Femmes autochtones : de l’oubli à l’indifférence
Le sort réservé aux filles et aux femmes autochtones victimes de violence au Canada est une tragédie. Le taux d’homicide qui les afflige est sept fois plus élevé que celui des non-autochtones.
Le gouvernement fédéral a finalement annoncé, le 8 décembre 2015, la tenue d’une enquête nationale pour cerner « les causes systémiques » de cette violence et « recommander des mesures efficaces pour y remédier ».
UNE ENQUÊTE BOITEUSE
Des rencontres initiales avaient eu lieu à travers le Canada, entre décembre 2015 et février 2016, avec des survivantes et des familles de victimes ainsi qu’avec des représentants autochtones sur les plans national, provincial et territorial.
Un rapport issu de cette consultation avait été publié, en mai 2016, et devait servir à déterminer le mandat et la portée de la commission d’enquête.
Le 3 août 2016, l’enquête nationale sur les femmes et les filles autochtones disparues et assassinées (ENFFADA) a été mise en oeuvre et les noms des cinq commissaires qui la mèneront, dévoilés. Échéancier : deux ans (2016-2018). Coût de l’opération : 54 millions de dollars.
Ses travaux avaient débuté le 1er septembre 2016. Un premier rapport provisoire était attendu au 1er novembre prochain et le rapport final, le 31 décembre 2018.
C’était avant qu’elle ne s’embourbe dans les méandres bureaucratiques et les ingérences politiques, et qu’elle soit frappée de paralysie générale.

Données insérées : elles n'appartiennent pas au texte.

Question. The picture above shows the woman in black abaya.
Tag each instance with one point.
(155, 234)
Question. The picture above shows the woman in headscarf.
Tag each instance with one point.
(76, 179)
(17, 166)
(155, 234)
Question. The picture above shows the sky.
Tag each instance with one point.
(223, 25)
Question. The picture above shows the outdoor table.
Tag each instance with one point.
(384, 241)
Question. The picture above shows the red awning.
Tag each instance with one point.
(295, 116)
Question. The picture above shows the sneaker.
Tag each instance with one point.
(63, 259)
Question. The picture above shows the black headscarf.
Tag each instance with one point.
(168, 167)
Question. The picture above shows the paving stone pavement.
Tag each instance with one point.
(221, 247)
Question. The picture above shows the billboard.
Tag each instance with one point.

Huit mois à peine après sa création, elle était déjà décriée par celles-là mêmes à qui elle devait rendre un semblant de justice.
En avril 2017, une coalition de groupes de défense des femmes autochtones avait sonné l’alarme et qualifié l’exercice d’échec : 1. Manque de communication et incapacité à rejoindre les témoins potentielles ; 2. Ces dernières avaient été livrées aux bons soins d’un répondeur automatique et à une adresse courriel pour « parler » froidement à la commission. Or, plu- sieurs familles concernées vivent dans des villages qui n’ont même pas accès à internet ; 3. Absence de coordination entre les gouvernements fédéral, provinciaux et territoriaux, ainsi qu’avec les organismes des communautés autochtones ; 4. Incapacité à dresser un portrait fiable des victimes de cette tragédie. Combien sont-elles ? La GRC les avait estimées à 1200. Or, à peine une centaine s’étaient manifestées pour témoigner.
CASCADE DE DÉMISSIONS
Il n’en fallait pas plus pour qu’une coalition d’organismes autochtones et non autochtones rende publique, le 15 mai dernier, une lettre ouverte à la commissaire en chef, Marion Buller, dans laquelle elle accuse l’enquête de « manque de transparence », de vision, de leadership et de crédibilité. Son fonctionnement est jugé « trop légaliste » et ne tient pas compte de la justice réparatrice propre à la tradition autochtone. Le gouvernement fédéral est accusé de compromettre l’indépendance de l’enquête.
À ce jour, la commission n’a tenu que deux audiences publiques, la première à Whitehorse, le 29 mai 2017, et la deuxième à Smithers, en Colombie-britannique, le 28 septembre dernier.
Ce gâchis va conduire neuf membres et personnel de L’ENFFADA à remettre leur démission entre février et octobre 2017 : deux responsables des communications, Michael Hutchison et Sue Montgomery, la directrice générale, Michèle Moreau, la directrice des opérations, Chantale Courcy, l’agente de liaison avec les communautés autochtones, Tanya Kappo, la commissaire, Marilyn Poitras, l’avocate principale, Susan Vella, et la directrice de recherche, Aimée Craft.
Avant de prolonger le mandat de cette enquête boiteuse pour un autre deux ans, comme le demandent les commissaires, il faut en faire un diagnostic rigoureux et s’assurer que les objectifs de cet exercice seront atteints. C’est le minimum. Par respect pour la mémoire des femmes autochtones assassinées et disparues, et leurs familles.
Il est où, le premier ministre, Justin Trudeau, qui est allé dire aux Nations unies, le 21 septembre dernier, qu’il allait mettre fin aux abus subis par les autochtones au Canada ?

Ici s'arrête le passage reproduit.